United States District Court, Western District of Wisconsin
Mar 3, 2022
19-cv-512-wmc (W.D. Wis. Mar. 3, 2022)

Opinion

19-cv-512-wmc

03-03-2022

DESHAUN STATEN, Plaintiff, v. JOLINDA WATERMAN, SONYA ANDERSON, ASHLEY DRONE, SANDRA MCARDLE, BETH EDGE, MICHAEL KEMERMLING, TAMMY WEST, REBECCA TRACY, DANE ESSER, ERIC BEARCE, SCOTT BROADBENT, MATTHEW MUTIVA, JASON GODFREY, DUSTIN JAYNES, MARK KARTMAN, JACOB SALMON, REBECCA EAGLEBURGER, ERICA COLLINS, MATTHEW PECKHAM and SHAWN GALLINGER, Defendants.


OPINION AND ORDER

WILLIAM M. CONLEY DISTRICT JUDGE

Pro se plaintiff Deshaun Staten filed this lawsuit under 42 U.S.C. § 1983, against nurses and guards working at the Wisconsin Secure Program Facility (“WSPF”), where he was previously incarcerated. In particular, Staten is proceeding on claims that defendants -- 20 current or former WSPF employees -- violated his federal constitutional and state law rights in 2018, by using excessive force during cell extractions, showing deliberate indifference to his healthcare needs, and retaliating against him for complaining about the mistreatment. All defendants except for McArdle are represented by the Wisconsin Department of Justice (“State Defendants”) and have jointly filed a motion for partial summary judgment on the ground that Staten failed to exhaust his administrative remedies with respect to all but one claim in this lawsuit. (Dkt. #65.) Defendant McArdle also seeks summary judgment on the same ground. (Dkt. #68.) Since defendants have submitted undisputed evidence establishing that Staten failed to follow the exhaustion procedures for all of his claims in this lawsuit except for one (his Eighth Amendment claim against defendant Jolinda Waterman), the court is granting both summary judgment motions and dismissing all defendants from lawsuit except for Waterman.

OPINION

Prisoners may not bring a federal claim about events in prison “until such administrative remedies as are available are exhausted.” 42 U.S.C. § 1997e(a). In other words, a prisoner must follow all the prison's rules for completing the grievance process. Pozo v. McCaughtry, 286 F.3d 1022, 1025 (7th Cir. 2002). This includes: (1) compliance with instructions for filing an initial grievance, Cannon v. Washington, 418 F.3d 714, 718 (7th Cir. 2005); and (2) filing all available appeals “in the place, and at the time, the prison administrative rules require, ” Pozo, 286 F.3d at 1025. See also Burrell v. Powers, 431 F.3d 282, 284-85 (7th Cir. 2005).

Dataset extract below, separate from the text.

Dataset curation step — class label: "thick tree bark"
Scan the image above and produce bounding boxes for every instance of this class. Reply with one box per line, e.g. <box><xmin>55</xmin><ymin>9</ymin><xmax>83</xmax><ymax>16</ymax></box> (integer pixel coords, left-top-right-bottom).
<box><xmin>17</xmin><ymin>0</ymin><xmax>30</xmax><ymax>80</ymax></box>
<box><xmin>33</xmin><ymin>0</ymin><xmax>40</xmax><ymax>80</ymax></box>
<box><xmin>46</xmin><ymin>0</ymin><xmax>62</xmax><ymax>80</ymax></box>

This exhaustion requirement is mandatory to afford prison administrators a fair opportunity to resolve a grievance without litigation. Woodford v. Ngo, 548 U.S. 81, 88-89 (2006). However, a prisoner's failure to exhaust constitutes an affirmative defense, which defendant must accordingly prove. Davis v. Mason, 881 F.3d 982, 985 (7th Cir. 2018). In particular, at summary judgment, defendants must show that there is no genuine dispute of material fact as to plaintiff's failure to exhaust, and that they are entitled to judgment as a matter of law. Fed.R.Civ.P. 56(c); Celotex Corp. v. Catrett, 477 U.S. 317, 322 (1986).

In Wisconsin, prisoners must begin the exhaustion process by filing a complaint with an institution complaint examiner (“ICE”) within 14 days after the incident giving rise to the complaint. Wis. Admin. Code § DOC 310.07(2). Among other requirements, a complaint must contain only one, clearly identified issue, as well as sufficient information for the department to investigate and decide the complaint. Id. § 310.07(5)-(6). ICE may reject a complaint for specified reasons, including the failure to provide sufficient information. Id. § 310.10(6). If ICE rejects the complaint, then the prisoner may appeal the rejection to the appropriate reviewing authority within 10 days. Id. § 310.10(10). If ICE accepts the complaint, then a recommendation is made to the reviewing authority, who in turn renders a decision. Id. §§ 310.10(12), 310.11. If that decision is unfavorable, then the prisoner may appeal to the corrections complaint examiner (“CCE”) within 14 days, unless good cause is shown for an untimely appeal. Id. § 310.12(1), (6). CCE then makes a recommendation to the DOC Secretary, who will take final action on the complaint. Id. § 310.13.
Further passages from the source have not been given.